NJ Transit trains (Annette Petriccione, Townsquare Media NJ)

In 2011, the agency launched its Scorecard initiative, which  includes an online customer survey that gives riders the chance to rate NJ Transit's overall performance in several areas including communication, rail and bus comfort, parking lot safety and customer service.

Customers are also able to offer suggestions for improvement, which NJ Transit said it uses to make meaningful management decisions.

"Soliciting customer feedback and getting customer satisfaction is now a top priority at NJ Transit. We encourage people to reach out to us with emails and through customer satisfaction surveys. If there's something that we're missing, we want to hear from our customers," said William Smith, a spokesperson for NJ Transit.

One of the improvements made thanks to the customer service surveys is more accessibility to Wi-Fi.  "A program has been launched to offer Wi-Fi at many train stations across the state.
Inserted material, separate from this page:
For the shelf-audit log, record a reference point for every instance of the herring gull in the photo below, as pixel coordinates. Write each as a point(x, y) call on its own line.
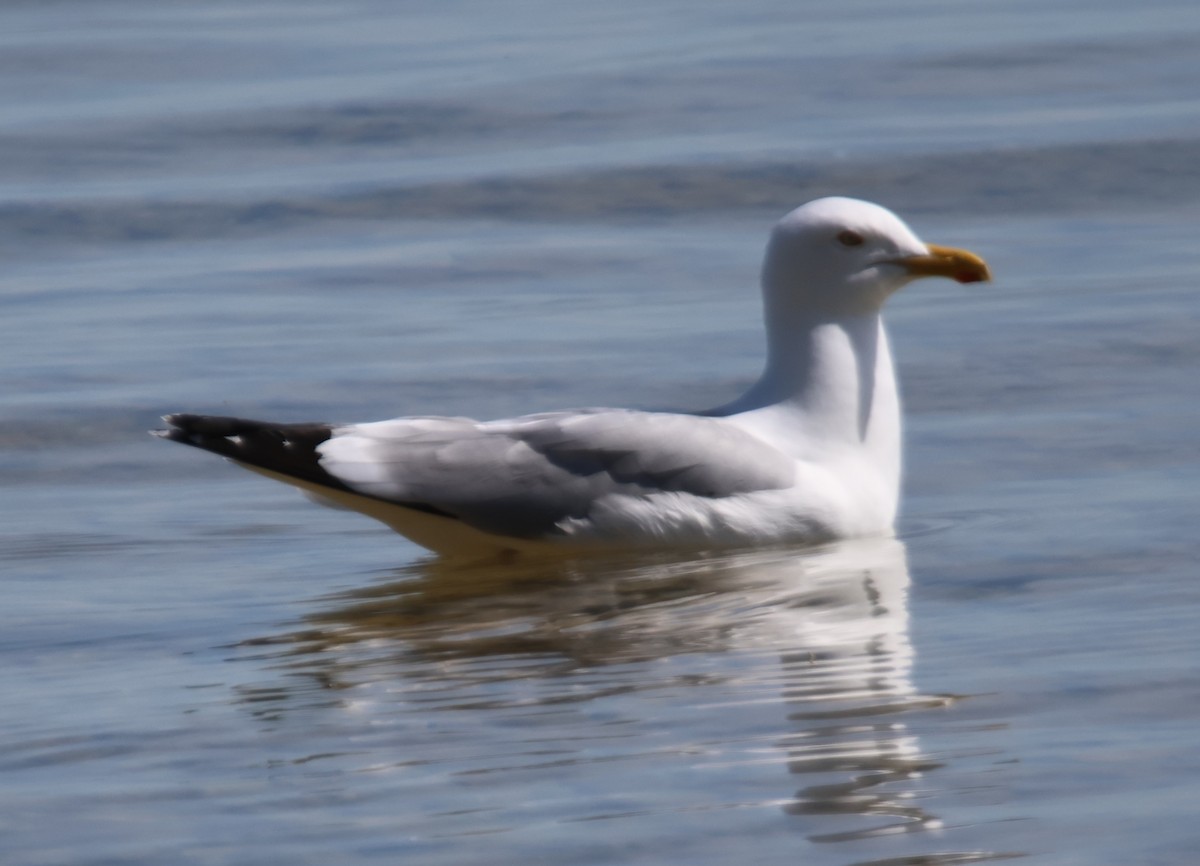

Currently there are 40 rail stations that are on-air, and by the end of the year, another 30 stations will be added to the network," Smith said.

In April 2013, NJ Transit introduced a pilot program for rail customers on the Pascack Valley Line that allowed them to purchase and display tickets using their smartphones.  The app, called MyTix, has since been expanded to include the entire rail system.

The app was another initiative the agency launched after hearing feedback from customers.

"Instead of going to a ticket vending machine or a ticket window, you simply buy the ticket on your phone. When the conductor comes, you show it to them," Smith said.

The mobile ticketing program was expanded in September to bus routes in South Jersey, and the agency hopes to add it to bus routes in North Jersey as well.

"We've been hearing quite a bit from our customers in the northern part of the state, especially those that go into the Port Authority, to add mobile ticketing along those lines as well, and that's something we're looking to add in the near future," Smith said.

Since September, two million rail tickets have been purchased using MyTix, representing 25 percent of all sales.

NJ Transit's Quiet Commute program also continues to expand to other rail lines, after first launching on Northeast Corridor express trains in Sept. 2010. Trains arriving and departing Hoboken Terminal are the latest to implement the program.

The program requires passengers seated in the first and last rail cars on each peak-period train to refrain from talking on cell phones, disable sound features on laptops, tablets and other devices and maintain low conversations.

"We try to keep a library-type atmosphere," Smith said.

Many customers have also requested additional parking spaces at some train stations, but depending on the town those train stations reside in, that can be a challenge.

"In some areas, it can be limited just because of the infrastructure and existing building that surrounds some of our more established stations," Smith said.

Scorecard results are reported and updated quarterly on njtransit.com.

NJ Transit provides almost 900,000 weekday trips on 240 bus routes, 12 commuter rail lines and three light rail lines.